Exxon Mobil was one of eight large oil groups, also including BP Plc, Royal Dutch Shell Plc and Total SA, that last year signed up to a set of “guiding principles” for reducing releases of methane from their operations. BP has also set a target of “zero net growth” in emissions from its operations out to 2025.
Exxon Mobil’s planned reductions in methane leakage of 15% from 2016 levels by 2020 will come from rolling out new technologies and practices, such as infrared detection of leaks from pipelines and other equipment, which have been first deployed at XTO operations in Texas. Exxon Mobil has already cut its emissions by 2% last year as a result of the initial implementation on those
Methane leakage has been a politically controversial issue in the U.S., with the Trump administration seeking to roll back restrictions imposed under President Barack Obama, but Exxon Mobil has suggested some regulation is needed.
Ortwein wrote in a blog post: “The correct mix of policies and regulations could help the entire industry raise the bar.”
The planned 25% reduction in flaring is intended to be achieved through finding alternative uses for the unwanted gas that is currently being burnt off, mostly in Exxon Mobil’s operations in West Africa. The company is looking at a range of options for the gas, including selling it to other businesses and using it in Exxon Mobil’s own operations.

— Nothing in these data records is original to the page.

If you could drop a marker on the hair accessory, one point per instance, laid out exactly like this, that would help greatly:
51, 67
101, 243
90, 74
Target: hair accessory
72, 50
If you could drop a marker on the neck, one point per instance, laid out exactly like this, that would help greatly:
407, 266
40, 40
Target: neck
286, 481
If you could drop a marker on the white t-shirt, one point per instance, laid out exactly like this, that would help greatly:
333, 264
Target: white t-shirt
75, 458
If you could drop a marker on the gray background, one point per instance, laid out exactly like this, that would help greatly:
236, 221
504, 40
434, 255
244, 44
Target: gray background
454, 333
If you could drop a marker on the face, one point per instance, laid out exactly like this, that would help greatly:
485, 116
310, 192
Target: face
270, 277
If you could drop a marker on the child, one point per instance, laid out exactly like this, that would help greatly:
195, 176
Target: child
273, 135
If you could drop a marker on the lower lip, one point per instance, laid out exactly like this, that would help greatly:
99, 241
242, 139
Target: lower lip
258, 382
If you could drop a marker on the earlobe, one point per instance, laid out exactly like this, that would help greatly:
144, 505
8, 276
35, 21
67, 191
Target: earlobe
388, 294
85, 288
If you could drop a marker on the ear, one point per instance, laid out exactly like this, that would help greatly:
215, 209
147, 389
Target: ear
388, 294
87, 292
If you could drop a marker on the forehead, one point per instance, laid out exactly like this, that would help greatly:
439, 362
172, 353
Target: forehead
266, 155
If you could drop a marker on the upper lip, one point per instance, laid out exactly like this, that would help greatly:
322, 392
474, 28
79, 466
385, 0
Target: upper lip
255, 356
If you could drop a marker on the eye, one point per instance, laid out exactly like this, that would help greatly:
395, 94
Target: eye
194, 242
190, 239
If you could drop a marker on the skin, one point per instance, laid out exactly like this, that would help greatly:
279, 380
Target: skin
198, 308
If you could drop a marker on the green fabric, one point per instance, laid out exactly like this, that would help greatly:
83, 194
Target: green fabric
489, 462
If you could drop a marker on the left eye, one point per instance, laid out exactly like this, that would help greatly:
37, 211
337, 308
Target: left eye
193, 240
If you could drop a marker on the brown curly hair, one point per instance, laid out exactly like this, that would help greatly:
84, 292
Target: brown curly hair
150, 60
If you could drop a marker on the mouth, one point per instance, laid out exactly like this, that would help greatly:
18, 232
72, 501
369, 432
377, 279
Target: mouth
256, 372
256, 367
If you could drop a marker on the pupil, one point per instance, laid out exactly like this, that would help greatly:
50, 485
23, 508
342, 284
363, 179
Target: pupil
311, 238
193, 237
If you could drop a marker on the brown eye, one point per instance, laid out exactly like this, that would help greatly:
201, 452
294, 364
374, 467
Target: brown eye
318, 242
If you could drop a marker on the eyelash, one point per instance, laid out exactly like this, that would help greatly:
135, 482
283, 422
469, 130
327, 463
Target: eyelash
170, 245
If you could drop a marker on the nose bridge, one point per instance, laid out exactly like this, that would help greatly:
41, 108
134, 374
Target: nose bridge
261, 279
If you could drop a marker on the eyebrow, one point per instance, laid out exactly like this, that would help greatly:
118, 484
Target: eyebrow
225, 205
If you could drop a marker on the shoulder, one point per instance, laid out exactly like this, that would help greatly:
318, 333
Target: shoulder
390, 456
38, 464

At its annual meeting on May 30, Exxon Mobil will face a shareholder proposal calling for the appointment of an independent chairman separate from the CEO, to strengthen governance in the face of the “unprecedented rate of change facing companies regarding climate change.”
A resolution calling for an independent chairman was defeated last year, winning the support of investors with about 38% of Exxon Mobil’s shares, slightly less than similar proposals secured a decade ago.
However, Exxon Mobil has in recent years been responding to shareholder calls for greater oversight of the company, and last year agreed to publish a report on the possible impact of climate policies on its operations.